Dans un contexte où l’accès à l’éducation demeure un défi pour de nombreuses familles, notamment en milieu rural, cette réforme apparaît comme une réponse concrète aux aspirations des populations. Elle traduit la volonté des autorités béninoises de lever les obstacles financiers qui freinent encore la poursuite des études de nombreuses jeunes filles et de leur offrir les mêmes opportunités de réussite que leurs homologues masculins. Une orientation politique qui renforce davantage la place de l’éducation comme socle du développement national.
Réagissant à cette annonce, le jeune leader et spécialiste Genre et Développement, Franck Degbey, n’a pas caché sa satisfaction. Pour lui, cette décision constitue un investissement stratégique dans l’avenir du Bénin. Selon ses propos, une fille instruite devient une femme compétente, autonome et capable de participer pleinement à la transformation économique, sociale et politique de son pays. Il estime que l’éducation des filles ne représente pas seulement un droit fondamental, mais également un puissant levier de développement pour les communautés et pour la nation tout entière.

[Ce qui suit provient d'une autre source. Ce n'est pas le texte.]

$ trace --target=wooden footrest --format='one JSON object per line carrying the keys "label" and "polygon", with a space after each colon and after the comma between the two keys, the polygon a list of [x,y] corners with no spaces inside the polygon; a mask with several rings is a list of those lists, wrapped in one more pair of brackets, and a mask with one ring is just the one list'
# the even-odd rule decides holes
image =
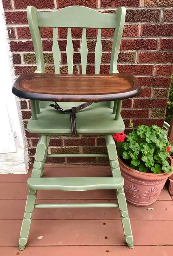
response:
{"label": "wooden footrest", "polygon": [[124,185],[123,178],[70,177],[30,178],[27,182],[33,190],[57,190],[83,191],[99,189],[117,189]]}

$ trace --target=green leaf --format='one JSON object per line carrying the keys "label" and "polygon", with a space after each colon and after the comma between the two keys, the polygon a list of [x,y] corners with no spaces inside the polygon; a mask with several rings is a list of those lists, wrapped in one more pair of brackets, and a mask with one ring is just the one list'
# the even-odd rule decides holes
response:
{"label": "green leaf", "polygon": [[139,165],[139,169],[140,172],[147,172],[147,169],[144,163],[140,164]]}
{"label": "green leaf", "polygon": [[138,152],[140,149],[139,144],[135,141],[132,141],[129,143],[129,147],[131,148],[133,151],[136,151]]}
{"label": "green leaf", "polygon": [[147,131],[146,133],[146,140],[148,143],[155,142],[157,140],[157,137],[155,133],[151,131]]}
{"label": "green leaf", "polygon": [[135,166],[137,166],[140,163],[140,161],[137,159],[133,159],[131,161],[131,163]]}
{"label": "green leaf", "polygon": [[130,154],[130,156],[133,159],[137,159],[138,156],[138,154],[137,154],[137,153],[136,152],[131,152],[130,153],[129,153]]}
{"label": "green leaf", "polygon": [[128,149],[129,149],[129,144],[127,142],[124,142],[123,143],[122,147],[125,149],[125,150],[127,150]]}
{"label": "green leaf", "polygon": [[130,158],[130,156],[127,152],[124,151],[123,153],[123,157],[124,159],[129,159]]}
{"label": "green leaf", "polygon": [[164,161],[167,159],[168,158],[169,156],[169,154],[168,152],[165,151],[165,152],[161,152],[158,154],[158,155],[160,156],[162,161]]}
{"label": "green leaf", "polygon": [[158,139],[155,141],[156,145],[159,147],[161,150],[165,149],[166,151],[166,145],[165,142],[162,140]]}
{"label": "green leaf", "polygon": [[150,130],[150,127],[144,125],[139,125],[137,130],[137,133],[138,135],[141,138],[145,138],[146,133]]}
{"label": "green leaf", "polygon": [[154,148],[151,145],[148,144],[143,144],[143,146],[141,148],[141,151],[145,155],[148,153],[151,153],[153,154],[154,151]]}
{"label": "green leaf", "polygon": [[170,166],[170,165],[169,165],[168,166],[163,165],[162,167],[162,169],[166,173],[170,173],[172,171],[172,168],[171,166]]}
{"label": "green leaf", "polygon": [[136,131],[132,131],[126,136],[127,140],[128,141],[136,141],[139,140],[139,137]]}
{"label": "green leaf", "polygon": [[153,166],[151,168],[151,170],[154,173],[160,173],[162,170],[162,168],[159,165],[155,165],[154,167]]}

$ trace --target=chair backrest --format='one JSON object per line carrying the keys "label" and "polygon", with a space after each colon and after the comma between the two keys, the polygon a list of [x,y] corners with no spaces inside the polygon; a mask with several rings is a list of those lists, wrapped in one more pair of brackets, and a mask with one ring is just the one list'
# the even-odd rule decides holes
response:
{"label": "chair backrest", "polygon": [[73,73],[74,48],[71,28],[83,28],[80,47],[82,73],[86,73],[88,48],[86,28],[97,29],[95,48],[95,73],[99,74],[102,55],[101,29],[114,29],[109,72],[118,73],[117,60],[125,21],[125,9],[118,8],[116,14],[102,13],[83,6],[73,6],[53,11],[39,11],[33,6],[27,7],[27,16],[35,53],[36,72],[45,72],[40,28],[50,27],[53,29],[52,53],[55,73],[60,73],[60,51],[57,28],[68,28],[66,53],[69,74]]}

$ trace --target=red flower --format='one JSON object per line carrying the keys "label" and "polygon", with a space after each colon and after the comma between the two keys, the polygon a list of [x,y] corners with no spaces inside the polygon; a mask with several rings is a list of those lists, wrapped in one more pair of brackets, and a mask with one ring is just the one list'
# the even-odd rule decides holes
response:
{"label": "red flower", "polygon": [[126,135],[124,131],[122,133],[114,133],[113,135],[114,140],[117,142],[123,142],[125,139],[126,137]]}
{"label": "red flower", "polygon": [[170,150],[170,147],[169,147],[169,146],[167,146],[166,147],[166,152],[169,152],[169,151]]}

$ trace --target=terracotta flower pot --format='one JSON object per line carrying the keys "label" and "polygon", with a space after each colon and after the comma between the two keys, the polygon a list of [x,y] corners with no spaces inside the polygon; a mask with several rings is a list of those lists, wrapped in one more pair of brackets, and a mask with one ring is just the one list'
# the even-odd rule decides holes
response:
{"label": "terracotta flower pot", "polygon": [[119,157],[127,201],[139,206],[149,205],[155,202],[166,181],[173,174],[173,159],[172,157],[170,159],[172,167],[170,173],[147,173],[129,167]]}

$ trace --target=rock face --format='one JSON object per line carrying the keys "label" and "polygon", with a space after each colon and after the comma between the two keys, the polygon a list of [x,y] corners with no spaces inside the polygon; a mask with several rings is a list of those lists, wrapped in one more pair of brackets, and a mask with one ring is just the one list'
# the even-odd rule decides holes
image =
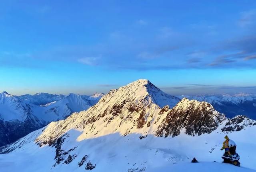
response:
{"label": "rock face", "polygon": [[182,96],[189,100],[196,100],[211,104],[217,111],[229,118],[237,115],[245,115],[256,120],[256,95],[240,94],[230,96],[227,94],[202,96]]}
{"label": "rock face", "polygon": [[210,133],[226,118],[209,103],[184,98],[167,113],[156,135],[176,136],[182,129],[189,135]]}
{"label": "rock face", "polygon": [[0,94],[0,146],[46,124],[33,115],[33,107],[6,92]]}

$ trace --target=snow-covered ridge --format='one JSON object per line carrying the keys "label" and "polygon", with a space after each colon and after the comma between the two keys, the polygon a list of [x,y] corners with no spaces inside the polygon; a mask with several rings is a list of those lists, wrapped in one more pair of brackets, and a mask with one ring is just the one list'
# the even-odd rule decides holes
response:
{"label": "snow-covered ridge", "polygon": [[245,115],[256,120],[256,95],[254,94],[241,93],[232,96],[224,94],[192,96],[182,95],[178,97],[210,103],[216,110],[229,117],[233,117],[237,115]]}
{"label": "snow-covered ridge", "polygon": [[200,135],[211,133],[229,120],[208,103],[184,98],[175,106],[178,100],[148,80],[139,80],[111,90],[86,111],[50,123],[36,141],[51,145],[72,129],[81,131],[79,141],[116,132],[123,136],[136,133],[175,137],[182,132]]}
{"label": "snow-covered ridge", "polygon": [[[101,97],[38,93],[16,96],[0,93],[0,146],[16,141],[49,123],[86,110]],[[90,100],[89,100],[90,99]],[[40,105],[46,103],[45,104]]]}
{"label": "snow-covered ridge", "polygon": [[[166,165],[180,170],[172,166],[188,166],[194,156],[208,162],[204,164],[220,162],[227,133],[238,145],[242,165],[256,169],[249,162],[256,158],[246,154],[248,150],[256,154],[256,121],[243,116],[228,119],[206,102],[184,98],[173,105],[177,98],[159,90],[144,80],[110,90],[86,111],[0,148],[2,153],[12,151],[3,158],[20,162],[6,170],[139,172],[160,171]],[[166,97],[172,99],[166,101],[169,104],[161,104]],[[31,164],[21,168],[26,162]]]}

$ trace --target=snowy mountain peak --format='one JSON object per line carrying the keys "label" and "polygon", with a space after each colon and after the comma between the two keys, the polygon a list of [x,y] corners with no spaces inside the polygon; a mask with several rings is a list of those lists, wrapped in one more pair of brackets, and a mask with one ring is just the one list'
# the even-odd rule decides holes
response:
{"label": "snowy mountain peak", "polygon": [[183,98],[168,112],[156,135],[173,137],[182,129],[189,135],[210,133],[226,119],[208,103]]}
{"label": "snowy mountain peak", "polygon": [[2,93],[0,93],[0,97],[10,97],[11,96],[12,96],[9,93],[8,93],[6,91],[3,91]]}
{"label": "snowy mountain peak", "polygon": [[94,98],[98,98],[99,97],[101,97],[102,96],[104,96],[104,95],[105,95],[105,94],[104,94],[104,93],[96,92],[92,96],[91,96],[90,97]]}

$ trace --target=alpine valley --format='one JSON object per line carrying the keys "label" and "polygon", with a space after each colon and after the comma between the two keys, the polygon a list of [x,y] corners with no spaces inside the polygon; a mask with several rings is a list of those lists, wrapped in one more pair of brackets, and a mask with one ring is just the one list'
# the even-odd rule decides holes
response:
{"label": "alpine valley", "polygon": [[[97,103],[78,96],[52,96],[53,102],[38,106],[33,96],[2,93],[1,125],[12,120],[34,130],[56,121],[0,148],[1,171],[256,170],[256,121],[245,116],[228,118],[208,102],[170,96],[147,80],[111,90]],[[82,107],[86,110],[69,115]],[[237,145],[241,167],[221,163],[226,134]],[[194,157],[199,163],[190,163]]]}
{"label": "alpine valley", "polygon": [[53,121],[88,109],[102,94],[91,96],[38,93],[20,96],[0,94],[0,146],[16,141]]}

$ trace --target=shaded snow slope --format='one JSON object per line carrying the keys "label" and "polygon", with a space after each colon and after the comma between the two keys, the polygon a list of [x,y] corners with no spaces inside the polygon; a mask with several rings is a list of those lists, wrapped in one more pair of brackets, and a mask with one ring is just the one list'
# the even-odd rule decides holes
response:
{"label": "shaded snow slope", "polygon": [[39,106],[60,100],[64,96],[65,96],[61,94],[51,94],[48,93],[39,93],[34,95],[25,94],[18,97],[27,103]]}
{"label": "shaded snow slope", "polygon": [[[220,168],[236,170],[220,164],[227,134],[237,145],[240,171],[256,169],[256,121],[228,119],[206,102],[183,99],[175,105],[179,100],[145,80],[112,90],[87,110],[0,148],[0,170],[138,172],[187,166],[214,171],[215,160]],[[192,165],[194,157],[205,162]]]}
{"label": "shaded snow slope", "polygon": [[[18,97],[4,92],[0,94],[0,146],[16,141],[52,121],[63,119],[74,112],[86,110],[101,96],[98,94],[91,98],[70,94],[64,96],[38,93]],[[36,105],[53,100],[56,101]]]}

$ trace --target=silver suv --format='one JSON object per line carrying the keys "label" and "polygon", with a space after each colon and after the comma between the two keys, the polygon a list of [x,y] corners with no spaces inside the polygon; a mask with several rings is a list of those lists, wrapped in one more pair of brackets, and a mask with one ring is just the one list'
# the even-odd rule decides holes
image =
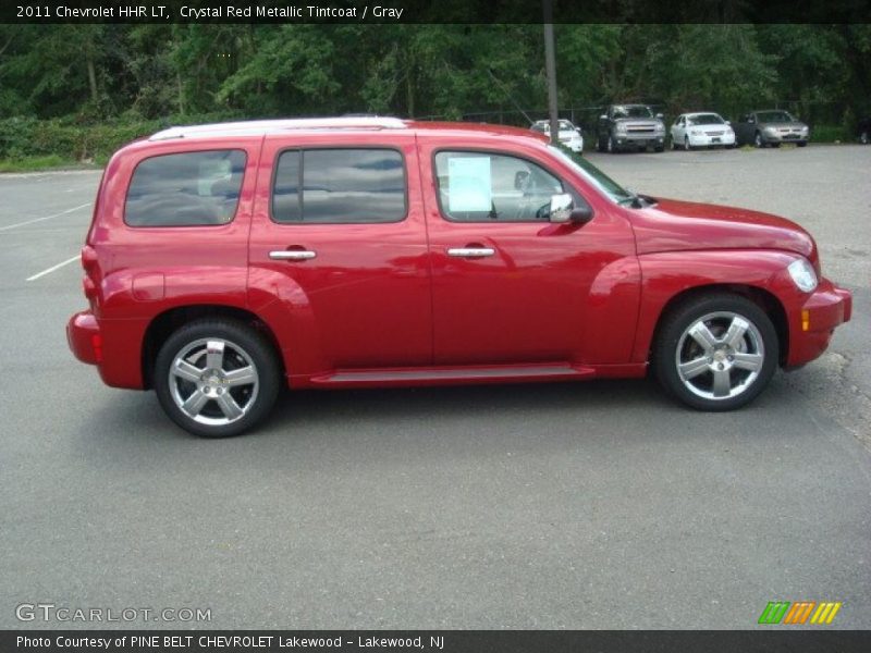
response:
{"label": "silver suv", "polygon": [[617,152],[634,149],[665,149],[665,124],[662,113],[653,113],[647,104],[611,104],[599,116],[596,149]]}

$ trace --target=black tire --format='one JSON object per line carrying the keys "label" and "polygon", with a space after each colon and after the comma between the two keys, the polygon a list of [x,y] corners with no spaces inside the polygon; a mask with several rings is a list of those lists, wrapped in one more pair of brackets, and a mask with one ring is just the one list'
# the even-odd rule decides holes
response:
{"label": "black tire", "polygon": [[[714,337],[700,341],[690,335],[699,324],[702,333]],[[738,326],[736,336],[727,343],[733,326]],[[663,317],[652,362],[668,394],[698,410],[722,411],[753,401],[771,381],[778,356],[777,334],[768,315],[739,295],[717,293],[684,301]],[[722,392],[725,387],[727,394]]]}
{"label": "black tire", "polygon": [[[204,356],[214,356],[210,362],[217,367]],[[176,360],[191,367],[170,379]],[[193,378],[195,373],[199,379]],[[246,383],[249,377],[254,380]],[[269,415],[281,386],[281,368],[262,333],[236,320],[203,319],[181,326],[163,343],[155,361],[154,385],[161,407],[181,428],[204,438],[229,438]],[[192,398],[194,405],[201,402],[200,407],[191,407],[196,411],[193,417],[182,407]],[[236,409],[242,415],[234,416]]]}

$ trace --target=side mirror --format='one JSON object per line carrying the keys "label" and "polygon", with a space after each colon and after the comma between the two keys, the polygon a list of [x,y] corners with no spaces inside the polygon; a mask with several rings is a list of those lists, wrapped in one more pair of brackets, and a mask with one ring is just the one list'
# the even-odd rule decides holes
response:
{"label": "side mirror", "polygon": [[566,222],[586,224],[592,220],[592,209],[590,207],[575,208],[575,202],[568,193],[552,195],[550,219],[551,222],[557,224]]}

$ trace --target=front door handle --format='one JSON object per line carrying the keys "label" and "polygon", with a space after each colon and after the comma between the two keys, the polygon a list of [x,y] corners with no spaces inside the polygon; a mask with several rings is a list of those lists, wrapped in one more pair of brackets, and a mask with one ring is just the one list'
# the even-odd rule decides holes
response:
{"label": "front door handle", "polygon": [[273,261],[307,261],[316,256],[310,249],[277,249],[269,252]]}
{"label": "front door handle", "polygon": [[492,247],[449,247],[447,256],[474,258],[479,256],[493,256],[496,252]]}

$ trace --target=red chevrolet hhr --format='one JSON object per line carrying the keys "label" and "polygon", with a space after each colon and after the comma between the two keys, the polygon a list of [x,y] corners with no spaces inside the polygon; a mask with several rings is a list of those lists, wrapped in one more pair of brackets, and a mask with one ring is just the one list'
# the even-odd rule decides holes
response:
{"label": "red chevrolet hhr", "polygon": [[198,435],[283,383],[642,377],[756,397],[849,320],[798,225],[634,195],[525,130],[347,118],[170,128],[112,157],[68,338]]}

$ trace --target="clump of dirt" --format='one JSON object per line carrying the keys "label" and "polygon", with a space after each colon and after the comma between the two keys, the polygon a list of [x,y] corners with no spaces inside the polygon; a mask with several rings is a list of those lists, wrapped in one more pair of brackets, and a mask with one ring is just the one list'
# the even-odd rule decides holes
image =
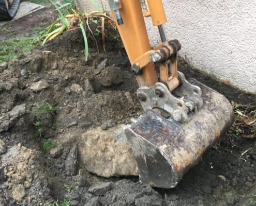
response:
{"label": "clump of dirt", "polygon": [[[233,127],[173,189],[143,186],[134,177],[103,178],[91,174],[77,165],[78,151],[73,145],[77,143],[63,141],[63,145],[51,149],[54,147],[52,141],[57,137],[65,139],[70,131],[76,136],[100,126],[106,129],[110,125],[130,123],[131,117],[143,113],[128,59],[122,48],[115,49],[122,47],[108,42],[106,53],[91,48],[85,62],[83,45],[79,31],[65,32],[43,47],[0,67],[0,136],[4,143],[0,142],[0,148],[7,147],[0,156],[0,204],[255,204],[255,139],[244,136],[255,130],[241,122],[243,116],[237,112]],[[181,66],[182,69],[188,66]],[[205,78],[209,85],[218,87],[219,83]],[[253,98],[247,97],[248,104],[252,105]],[[54,109],[44,108],[46,112],[38,118],[35,111],[42,110],[40,105]],[[245,112],[244,107],[238,108],[253,119],[253,108]],[[236,133],[238,129],[243,132]],[[37,131],[40,135],[35,138]],[[42,145],[43,140],[47,144]],[[12,159],[4,158],[19,144]]]}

À l’en croire, la gratuité de la scolarité des filles dans les établissements publics d’enseignement secondaire est une mesure forte qui contribuera à renforcer durablement l’égalité des chances. Elle permettra à davantage de jeunes filles de poursuivre leur parcours scolaire, de développer leurs compétences, d’élargir leurs perspectives professionnelles et d’accéder demain à des fonctions de responsabilité dans les secteurs public et privé. Pour Franck Degbey, cette réforme témoigne d’une volonté politique réelle de réduire les inégalités de genre dès la base, là où se construisent les destins individuels et collectifs.
Le spécialiste Genre et Développement voit également dans cette décision une contribution significative aux engagements internationaux du Bénin, notamment en matière d’atteinte des Objectifs de Développement Durable, avec une attention particulière portée à l’ODD 5 relatif à l’égalité entre les sexes. Il a ainsi exprimé sa reconnaissance au Président Romuald Wadagni et à son gouvernement pour cette initiative qu’il qualifie de visionnaire, estimant qu’elle participe à la construction d’un Bénin plus juste, plus équitable et davantage tourné vers l’épanouissement de sa jeunesse.
Au-delà de son caractère social, cette mesure est aujourd’hui perçue comme un signal fort envoyé à toute la nation. Elle réaffirme la conviction selon laquelle l’éducation des filles demeure l’un des investissements les plus sûrs pour préparer un avenir prospère, renforcer le capital humain et accélérer le développement du Bénin.